«Ci sono voluti ben cinquantacinque anni dalla fine della Seconda guerra mondiale perché il Parlamento italiano, con la Legge 211 del 20 luglio 2000, istituzionalizzasse il “Giorno della Memoria in ricordo dello sterminio e delle persecuzioni del popolo ebraico e dei deportati militari e politici italiani nei campi nazisti”.

Lo ha fatto perseguendo una precisa finalità: richiamare l’attenzione su una delle pagine più buie scritte dal passato, affinché dalla conoscenza dell’Olocausto degli ebrei, popolo testimone di una millenaria cultura, nascesse la consapevolezza di un presente e di un futuro redenti.

Ricordare, dunque, per non dimenticare. Avere memoria perché quanto accaduto non accada mai più.
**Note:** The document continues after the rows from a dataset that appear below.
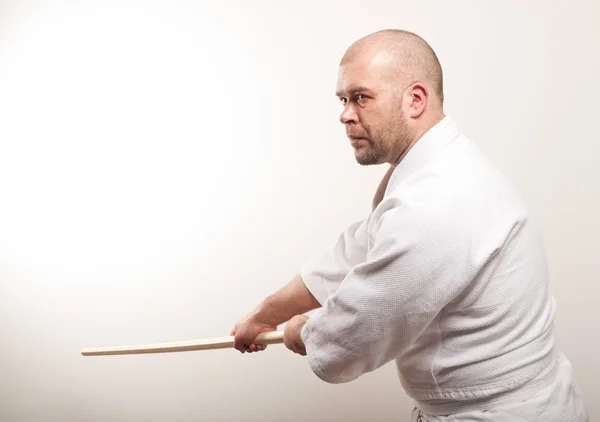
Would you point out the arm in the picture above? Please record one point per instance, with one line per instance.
(419, 262)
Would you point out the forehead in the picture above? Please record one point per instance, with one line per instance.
(371, 73)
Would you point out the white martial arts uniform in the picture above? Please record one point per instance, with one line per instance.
(446, 276)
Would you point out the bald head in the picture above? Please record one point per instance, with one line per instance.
(390, 84)
(408, 57)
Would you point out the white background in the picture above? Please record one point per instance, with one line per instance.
(166, 165)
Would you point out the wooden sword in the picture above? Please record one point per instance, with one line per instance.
(269, 337)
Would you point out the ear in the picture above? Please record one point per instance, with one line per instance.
(418, 97)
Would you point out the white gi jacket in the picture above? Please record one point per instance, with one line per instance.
(446, 276)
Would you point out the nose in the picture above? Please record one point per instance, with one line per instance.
(348, 115)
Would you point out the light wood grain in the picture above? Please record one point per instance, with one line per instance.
(271, 337)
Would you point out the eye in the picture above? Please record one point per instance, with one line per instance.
(360, 98)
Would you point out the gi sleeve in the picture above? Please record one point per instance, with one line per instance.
(324, 272)
(417, 265)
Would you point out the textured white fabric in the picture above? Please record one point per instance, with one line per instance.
(561, 401)
(447, 276)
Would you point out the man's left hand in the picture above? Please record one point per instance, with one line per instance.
(292, 334)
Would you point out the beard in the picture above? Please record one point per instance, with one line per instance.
(385, 144)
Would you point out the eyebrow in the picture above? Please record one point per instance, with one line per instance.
(354, 90)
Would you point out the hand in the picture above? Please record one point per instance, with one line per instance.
(292, 334)
(246, 330)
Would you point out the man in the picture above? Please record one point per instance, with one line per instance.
(447, 274)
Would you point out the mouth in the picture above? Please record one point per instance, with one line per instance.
(357, 140)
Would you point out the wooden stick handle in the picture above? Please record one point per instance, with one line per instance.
(269, 337)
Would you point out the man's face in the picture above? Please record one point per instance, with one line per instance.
(373, 116)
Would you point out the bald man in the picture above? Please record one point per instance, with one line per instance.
(446, 276)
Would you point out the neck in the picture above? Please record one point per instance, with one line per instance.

Antisemitismo, leggi razziali, rastrellamenti, prigionia, campi di sterminio, camere a gas, forni crematori, fosse comuni, nefandezza, efferatezza, ignominia: il vocabolario della Shoah ha lasciato ferite profonde nella coscienza collettiva, che possono essere guarite solo da una ferma e netta azione di condanna e di ripudio nei confronti di tale lessico.

Ecco perché è un dovere morale e civile per tutti ricordare la data del 27 gennaio 1945, quando vennero abbattuti i cancelli di Auschwitz e si alzò il sipario su una barbarie di inaudita violenza, rispetto alla quale il mondo intero rimase attonito.

Ma, in questo giorno, ricordo e memoria devono scuotere gli animi, indurci a riflettere sull’attualità, spingerci ad interrogarci sul perché il male sia ancora in agguato.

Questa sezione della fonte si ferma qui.